Return the total number of substrings of s that satisfy the k-constraint. Constraints: 1 <= s.length <= 50, 1 <= k <= s.length, s contains only '0' and '1'.
Examples
Example 1
Input: s = "10101", k = 1
Output: 12
Every substring of s except the substrings "1010" , "10101" , and "0101" satisfies the k-constraint.
Example 2
Input: s = "1010101", k = 2
Output: 25
Every substring of s except the substrings with a length greater than 5 satisfies the k-constraint.
Example 3
Input: s = "11111", k = 1
Output: 15
All substrings of s satisfy the k-constraint.
Constraints
- 1 <= s.length <= 50
- 1 <= k <= s.length
- s[i] is either '0' or '1'.
Solution Approach
Sliding Window with Running Counts
Maintain a window of characters and track counts of consecutive 0s and 1s. Expand the window and update counts, checking if the substring satisfies the k-constraint before adding to the total.

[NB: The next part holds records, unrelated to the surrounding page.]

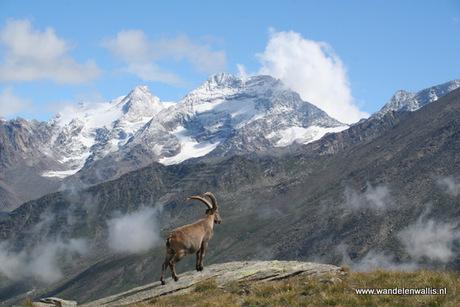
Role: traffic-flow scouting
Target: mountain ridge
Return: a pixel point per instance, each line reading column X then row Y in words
column 90, row 143
column 359, row 204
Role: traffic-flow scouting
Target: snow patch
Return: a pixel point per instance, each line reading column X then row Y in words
column 190, row 148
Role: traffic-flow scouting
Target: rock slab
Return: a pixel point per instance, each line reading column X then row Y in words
column 222, row 273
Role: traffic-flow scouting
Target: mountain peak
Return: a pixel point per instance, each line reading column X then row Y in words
column 222, row 79
column 140, row 102
column 410, row 102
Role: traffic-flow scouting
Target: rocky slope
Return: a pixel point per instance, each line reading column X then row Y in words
column 223, row 274
column 93, row 142
column 388, row 198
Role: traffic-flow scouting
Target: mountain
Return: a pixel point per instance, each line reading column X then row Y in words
column 93, row 142
column 405, row 101
column 90, row 143
column 383, row 193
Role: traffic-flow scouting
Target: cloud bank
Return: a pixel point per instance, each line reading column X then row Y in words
column 142, row 56
column 313, row 70
column 430, row 239
column 31, row 55
column 11, row 103
column 374, row 198
column 135, row 232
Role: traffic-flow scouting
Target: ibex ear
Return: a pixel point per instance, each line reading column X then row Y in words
column 213, row 199
column 205, row 201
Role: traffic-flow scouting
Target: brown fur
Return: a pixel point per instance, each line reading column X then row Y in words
column 192, row 238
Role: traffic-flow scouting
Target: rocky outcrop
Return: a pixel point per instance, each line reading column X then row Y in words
column 223, row 273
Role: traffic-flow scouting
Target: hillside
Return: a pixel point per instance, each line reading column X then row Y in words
column 290, row 283
column 387, row 199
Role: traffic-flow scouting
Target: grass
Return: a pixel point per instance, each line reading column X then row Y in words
column 307, row 291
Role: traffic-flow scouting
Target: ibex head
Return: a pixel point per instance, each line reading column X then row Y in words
column 212, row 209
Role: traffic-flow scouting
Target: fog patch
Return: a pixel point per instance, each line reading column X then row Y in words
column 135, row 232
column 49, row 246
column 43, row 262
column 451, row 185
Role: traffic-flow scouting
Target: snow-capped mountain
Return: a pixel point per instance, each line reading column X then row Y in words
column 93, row 142
column 405, row 101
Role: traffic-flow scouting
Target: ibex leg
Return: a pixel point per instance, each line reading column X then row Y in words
column 169, row 255
column 199, row 260
column 177, row 257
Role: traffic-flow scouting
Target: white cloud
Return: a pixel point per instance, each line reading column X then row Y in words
column 31, row 55
column 427, row 238
column 43, row 262
column 313, row 70
column 11, row 103
column 142, row 56
column 136, row 231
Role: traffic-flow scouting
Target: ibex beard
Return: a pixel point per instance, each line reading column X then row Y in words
column 192, row 238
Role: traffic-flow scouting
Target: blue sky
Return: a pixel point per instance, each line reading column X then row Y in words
column 347, row 57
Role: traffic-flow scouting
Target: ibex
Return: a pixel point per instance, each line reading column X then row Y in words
column 192, row 238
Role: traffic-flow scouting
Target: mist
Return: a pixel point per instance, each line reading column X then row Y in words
column 135, row 232
column 44, row 262
column 451, row 185
column 430, row 239
column 375, row 198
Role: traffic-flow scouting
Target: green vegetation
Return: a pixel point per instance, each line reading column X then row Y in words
column 330, row 291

Incremental Substring Validation
Instead of recomputing for every substring, incrementally check each new character added to the window and adjust the state to determine if the substring remains valid.
Brute Force for Small Strings
For short strings, iterate through all possible substrings and validate each one directly against the k-constraint. Useful for initial understanding or verifying the sliding window implementation.
Complexity Analysis
| Metric | Value |
|---|---|
| Time | Depends on the final approach |
| Space | Depends on the final approach |
Time complexity ranges from O(n^2) for brute force to O(n) for optimized sliding window with running state updates. Space complexity is O(1) for counters or O(n) if storing all valid substrings.
What Interviewers Usually Probe
- Do you notice a pattern where counting substrings can be done without full recomputation?
- Can you maintain a dynamic state as you expand the substring window?
- Consider what happens when k is equal to the length of s or 1.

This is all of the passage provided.